Logo

1. Hukuk Dairesi2022/3845 E. 2024/1159 K.

Yapay Zeka Özeti

Uyuşmazlık: Kadastro çalışmaları sonucu Hazine adına tespit edilen taşınmazın zilyetliğe dayalı tapu iptali ve tescili istemine ilişkin uyuşmazlık.

Gerekçe ve Sonuç: Mahkemenin, taşınmazın niteliği, kullanım durumu ve zilyetliğin şekli ve süresi hususlarında yeterli araştırma yapmadan, çelişkili bilirkişi raporlarını gidermeden ve hava fotoğraflarını incelemeden hüküm kurması, ayrıca kesinleşmiş bir hükmün sonuçlarını ortadan kaldıracak şekilde karar vermesi usul ve yasaya aykırı görülerek bozulmuştur.

Karar Metni

"İçtihat Metni"

MAHKEMESİ :Asliye Hukuk Mahkemesi

SAYISI : 2014/33 E., 2020/119 K.

HÜKÜM : Kısmen Kabul-Kısmen Ret

Taraflar arasındaki tapu iptal ve tescil istekli davadan dolayı yapılan yargılama sonunda Mahkemece davanın asli müdahiller yönünden kabulüne karar verilmiştir.

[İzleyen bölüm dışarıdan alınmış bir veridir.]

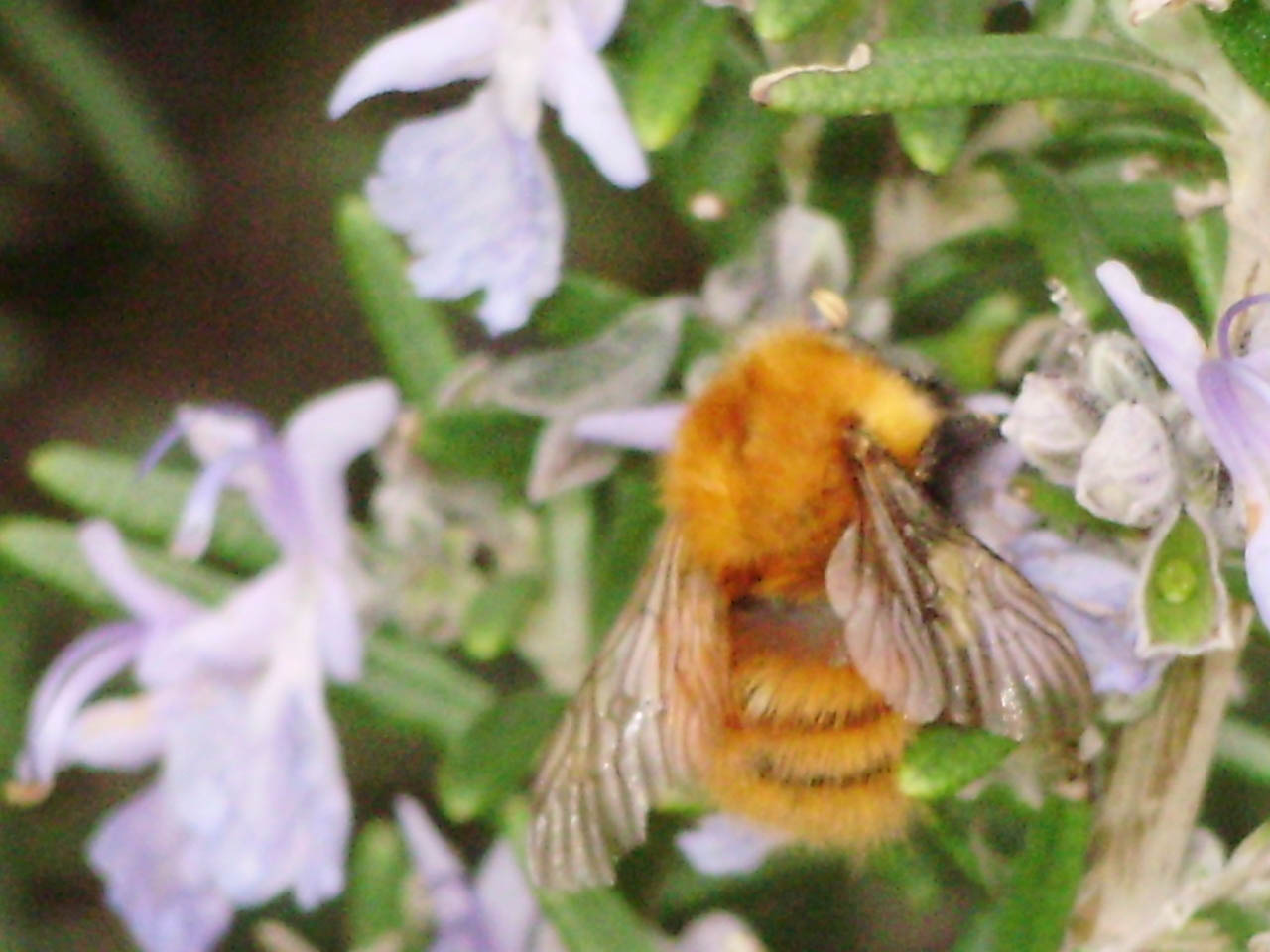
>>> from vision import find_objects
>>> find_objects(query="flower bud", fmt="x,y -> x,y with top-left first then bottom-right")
1001,373 -> 1098,486
1076,401 -> 1179,527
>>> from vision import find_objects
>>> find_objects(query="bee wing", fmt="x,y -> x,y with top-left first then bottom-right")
826,444 -> 1093,740
528,527 -> 726,889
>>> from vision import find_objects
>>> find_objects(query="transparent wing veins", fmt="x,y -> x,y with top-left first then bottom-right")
528,528 -> 722,890
826,439 -> 1092,740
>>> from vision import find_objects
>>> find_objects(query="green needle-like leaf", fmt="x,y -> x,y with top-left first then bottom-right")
626,3 -> 727,151
0,516 -> 236,615
899,725 -> 1017,799
1216,717 -> 1270,785
993,797 -> 1092,952
754,0 -> 854,44
437,690 -> 564,822
335,195 -> 458,407
419,407 -> 540,495
503,799 -> 664,952
344,632 -> 494,748
750,35 -> 1202,115
29,443 -> 278,568
889,0 -> 983,176
984,153 -> 1111,322
345,820 -> 410,948
0,0 -> 196,231
1204,0 -> 1270,101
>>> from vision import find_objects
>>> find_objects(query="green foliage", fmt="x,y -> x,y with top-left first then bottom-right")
419,407 -> 540,495
985,153 -> 1110,321
1204,0 -> 1270,101
627,4 -> 727,151
899,725 -> 1016,799
990,797 -> 1092,952
459,574 -> 543,661
345,820 -> 410,948
335,195 -> 458,407
0,0 -> 196,232
343,632 -> 495,749
28,443 -> 278,568
437,689 -> 564,822
750,35 -> 1201,115
1142,511 -> 1225,653
0,516 -> 234,615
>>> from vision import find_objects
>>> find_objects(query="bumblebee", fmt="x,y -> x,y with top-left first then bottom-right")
530,326 -> 1092,889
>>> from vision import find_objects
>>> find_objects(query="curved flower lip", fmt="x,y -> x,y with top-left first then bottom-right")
326,0 -> 499,119
1097,262 -> 1270,620
139,380 -> 400,563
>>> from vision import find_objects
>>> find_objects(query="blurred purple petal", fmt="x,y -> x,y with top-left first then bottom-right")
89,787 -> 234,952
1097,262 -> 1204,418
473,839 -> 564,952
393,796 -> 492,952
327,0 -> 503,119
64,694 -> 164,771
675,813 -> 784,876
162,680 -> 352,908
568,0 -> 626,50
366,92 -> 564,334
78,520 -> 199,625
136,563 -> 289,688
675,912 -> 763,952
572,403 -> 686,453
6,622 -> 145,799
543,3 -> 648,187
1011,531 -> 1165,694
282,380 -> 400,562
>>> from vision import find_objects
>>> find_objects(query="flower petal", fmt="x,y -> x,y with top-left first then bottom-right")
563,0 -> 626,50
675,912 -> 763,952
393,796 -> 496,952
89,785 -> 234,952
1010,531 -> 1163,694
317,570 -> 363,684
1076,401 -> 1180,527
1243,509 -> 1270,622
1096,262 -> 1204,420
675,813 -> 782,876
572,403 -> 687,453
136,562 -> 291,688
78,520 -> 202,625
1195,359 -> 1270,499
543,1 -> 648,187
66,694 -> 164,771
282,380 -> 400,563
473,839 -> 564,952
367,92 -> 564,334
326,0 -> 502,119
5,622 -> 145,802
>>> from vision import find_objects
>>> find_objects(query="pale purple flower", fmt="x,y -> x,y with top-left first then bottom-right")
394,796 -> 763,952
15,381 -> 398,952
675,813 -> 789,876
330,0 -> 648,334
952,441 -> 1163,694
1097,262 -> 1270,620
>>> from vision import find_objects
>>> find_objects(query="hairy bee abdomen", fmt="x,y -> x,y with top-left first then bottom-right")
706,654 -> 912,849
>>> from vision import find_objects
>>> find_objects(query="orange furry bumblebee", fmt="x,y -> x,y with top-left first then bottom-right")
530,327 -> 1092,889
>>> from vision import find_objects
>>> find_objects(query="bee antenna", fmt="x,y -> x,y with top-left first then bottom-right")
808,289 -> 851,331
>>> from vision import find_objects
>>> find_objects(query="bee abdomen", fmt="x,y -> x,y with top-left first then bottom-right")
706,656 -> 912,848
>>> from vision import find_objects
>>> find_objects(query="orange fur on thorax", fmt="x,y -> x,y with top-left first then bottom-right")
663,327 -> 939,597
663,327 -> 940,848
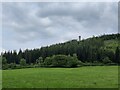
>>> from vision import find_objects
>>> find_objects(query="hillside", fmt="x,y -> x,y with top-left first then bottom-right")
2,34 -> 120,68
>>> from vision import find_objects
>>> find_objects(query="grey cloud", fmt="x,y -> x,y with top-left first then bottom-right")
2,2 -> 118,50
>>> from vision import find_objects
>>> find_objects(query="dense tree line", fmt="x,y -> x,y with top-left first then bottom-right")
2,34 -> 120,69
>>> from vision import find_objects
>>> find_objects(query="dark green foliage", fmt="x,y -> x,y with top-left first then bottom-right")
103,57 -> 112,64
8,63 -> 16,69
36,57 -> 44,66
115,47 -> 120,64
2,57 -> 8,70
2,34 -> 120,67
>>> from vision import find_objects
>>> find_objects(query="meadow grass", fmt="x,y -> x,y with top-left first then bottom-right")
2,66 -> 118,88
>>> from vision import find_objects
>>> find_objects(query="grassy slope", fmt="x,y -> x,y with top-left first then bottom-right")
0,70 -> 2,90
3,66 -> 118,88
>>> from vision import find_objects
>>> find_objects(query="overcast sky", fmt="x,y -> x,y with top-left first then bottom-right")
0,2 -> 118,50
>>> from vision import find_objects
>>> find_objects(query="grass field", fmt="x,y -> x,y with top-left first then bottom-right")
2,66 -> 118,88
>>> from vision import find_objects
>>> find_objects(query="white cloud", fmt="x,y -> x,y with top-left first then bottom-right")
2,2 -> 118,50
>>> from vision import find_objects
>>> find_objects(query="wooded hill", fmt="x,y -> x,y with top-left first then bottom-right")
2,34 -> 120,69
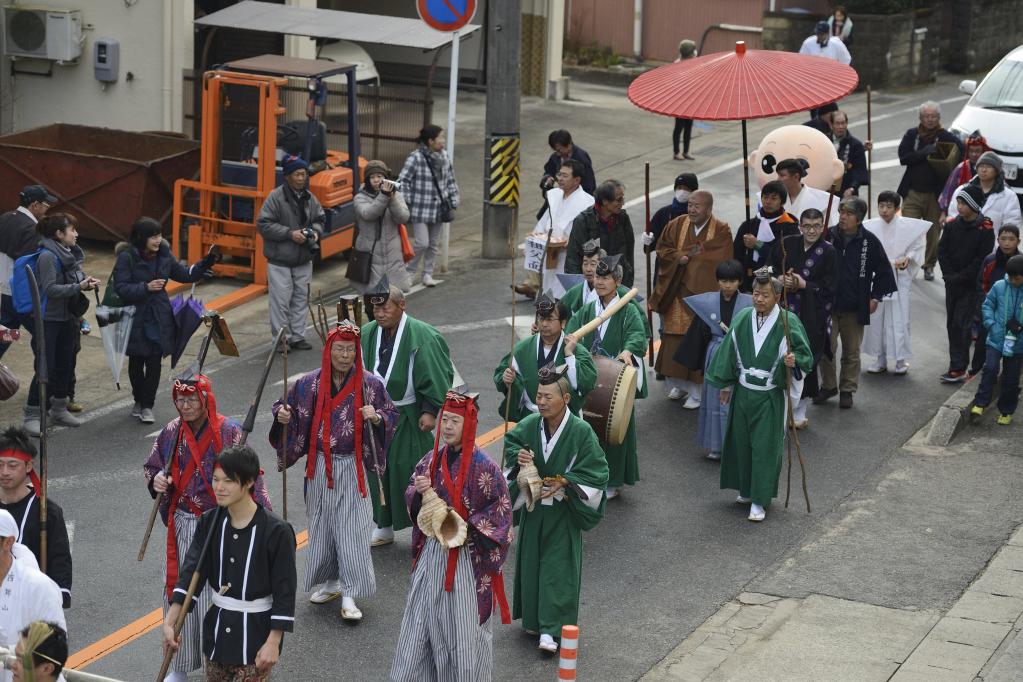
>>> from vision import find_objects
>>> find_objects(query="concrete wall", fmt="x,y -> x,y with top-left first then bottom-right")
0,0 -> 192,132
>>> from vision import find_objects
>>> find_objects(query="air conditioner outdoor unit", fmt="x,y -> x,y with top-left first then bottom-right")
2,5 -> 82,62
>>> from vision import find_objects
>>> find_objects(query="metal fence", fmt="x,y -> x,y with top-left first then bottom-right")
182,72 -> 434,174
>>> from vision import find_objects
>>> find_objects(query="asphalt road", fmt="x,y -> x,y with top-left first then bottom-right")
56,77 -> 982,680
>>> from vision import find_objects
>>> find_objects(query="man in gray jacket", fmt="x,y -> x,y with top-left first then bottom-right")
256,156 -> 324,351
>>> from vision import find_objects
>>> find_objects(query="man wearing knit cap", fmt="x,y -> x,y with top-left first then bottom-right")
142,371 -> 270,682
270,320 -> 398,622
952,150 -> 1023,234
938,183 -> 994,383
256,155 -> 325,351
0,426 -> 72,608
0,509 -> 68,682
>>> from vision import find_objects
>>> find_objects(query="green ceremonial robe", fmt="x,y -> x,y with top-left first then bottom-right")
494,334 -> 596,421
562,280 -> 653,338
362,314 -> 454,531
504,411 -> 608,637
565,296 -> 647,488
704,306 -> 813,508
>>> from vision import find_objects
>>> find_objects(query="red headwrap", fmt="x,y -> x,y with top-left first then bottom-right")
430,391 -> 479,592
166,374 -> 224,599
0,450 -> 40,497
960,131 -> 991,185
306,320 -> 366,497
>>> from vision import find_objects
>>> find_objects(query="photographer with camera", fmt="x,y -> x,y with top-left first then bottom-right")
348,161 -> 412,293
256,155 -> 324,351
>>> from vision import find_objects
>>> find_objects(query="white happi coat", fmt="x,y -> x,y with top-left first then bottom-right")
862,216 -> 931,361
533,187 -> 594,299
0,543 -> 68,682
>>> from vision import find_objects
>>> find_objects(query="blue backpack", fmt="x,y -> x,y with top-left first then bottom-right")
10,246 -> 61,315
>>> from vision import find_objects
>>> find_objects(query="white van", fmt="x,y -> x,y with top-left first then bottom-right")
949,45 -> 1023,201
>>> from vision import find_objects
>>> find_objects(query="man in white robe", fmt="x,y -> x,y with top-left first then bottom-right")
515,158 -> 594,299
0,509 -> 68,682
862,191 -> 931,374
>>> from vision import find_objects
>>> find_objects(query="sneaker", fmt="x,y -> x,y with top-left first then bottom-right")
810,389 -> 838,405
536,634 -> 558,653
369,528 -> 394,547
309,580 -> 341,604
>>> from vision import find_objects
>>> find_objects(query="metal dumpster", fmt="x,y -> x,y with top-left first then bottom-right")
0,123 -> 199,241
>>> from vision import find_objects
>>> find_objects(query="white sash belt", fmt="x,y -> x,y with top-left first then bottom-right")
213,592 -> 273,613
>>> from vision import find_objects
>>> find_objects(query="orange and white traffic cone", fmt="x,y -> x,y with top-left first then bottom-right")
558,625 -> 579,680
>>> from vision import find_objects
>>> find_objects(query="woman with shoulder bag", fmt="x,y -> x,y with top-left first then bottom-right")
114,218 -> 217,424
25,213 -> 100,436
348,161 -> 412,293
398,124 -> 460,286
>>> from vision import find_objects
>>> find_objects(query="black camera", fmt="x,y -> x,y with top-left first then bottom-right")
302,227 -> 319,254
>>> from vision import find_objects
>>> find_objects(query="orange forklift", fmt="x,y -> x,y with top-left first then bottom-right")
172,54 -> 366,312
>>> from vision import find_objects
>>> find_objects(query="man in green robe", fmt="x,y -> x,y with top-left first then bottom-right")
565,256 -> 647,500
494,291 -> 596,421
504,368 -> 608,653
562,239 -> 651,337
705,267 -> 813,521
362,275 -> 454,547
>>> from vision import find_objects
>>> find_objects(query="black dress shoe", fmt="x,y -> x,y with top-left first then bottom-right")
811,389 -> 838,405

Kararın davacı vekili ve davalı Hazine vekili tarafından temyiz edilmesi üzerine hüküm, Yargıtay 8. Hukuk Dairesinin 06.02.2014 tarih, 2013/18243 Esas, 2014/1781 Karar sayılı kararı ile bozulmuştur.

Mahkemece bozma kararına uyularak yapılan yargılama sonucunda davanın asli müdahiller yönünden kabulüne dair karara karşı davacı vekili ve süresi içerisinde davalı Hazine vekili tarafından temyiz başvurusunda bulunulmuş olup Mahkemenin 12.08.2021 tarihli ek kararı ile davacının temyiz dilekçesinin süreden reddine karar verildiği, ek kararın davacı vekili tarafından süresinde temyiz edildiği anlaşılmakla; Tetkik Hâkimi tarafından hazırlanan rapor dinlendikten sonra dosyadaki belgeler incelenip gereği düşünüldü:

I. DAVA

Davacı ... vekili, mirasbırakanları ve davacı tarafından imar-ihya sonucu tarım arazisi haline getirilen ve 80-90 yıldan beri davacının eklemeli zilyetliği altında bulunan taşınmazın kadastro çalışmaları sonucunda hali arazi vasfı ile 106 ada 3 parsel olarak davalı Hazine adına tespit edildiğini, taşınmazın 80-90 yıldır tarla olarak kullanıldığını ileri sürerek, Hazine üzerindeki kaydın iptaliyle davacı adına tescilini talep etmiş, 14.03.2012 tarihli duruşmada da mirasçılar arasında taksim yapılmadığını, kendi zilyetlik süresine dayanarak adına tescil talep ettiğini belirtmiştir

Asli müdahiller vekili 24.06.2009 tarihli dilekçesiyle, dava konusu taşınmazın asli müdahillerin mirasbırakanına ait olup davacı ve davalı Hazine'nin herhangi bir hakkı olmadığını açıklayarak taşınmazın Hazine üzerindeki tapu kaydının iptaliyle mirasbırakan ... mirasçıları adına tesciline karar verilmesini talep etmiştir.

II. CEVAP

Davalı Hazine temsilcisi, taşınmazın uzun yıllardan beri kimsenin zilyetliği altında bulunmadığını belirterek davanın reddini istemiştir.

III. MAHKEMESİ KARARI

Mahkemenin 16.05.2012 tarih, 2009/52 Esas, 2012/87 Karar sayılı kararı ile asıl davacının davasının eldeki davadan tefrikine ve asli müdahillerin davasının kabulü ile 20.10.2009 tarihli teknik bilirkişi raporunda B harfi ile gösterilen 7.089,38 m2'lik yerin asli müdahiller adına tesciline krokide A harfi ile gösterilen yer yönünden kazanma koşulları gerçekleşmediğinden davanın reddine karar verilmiştir.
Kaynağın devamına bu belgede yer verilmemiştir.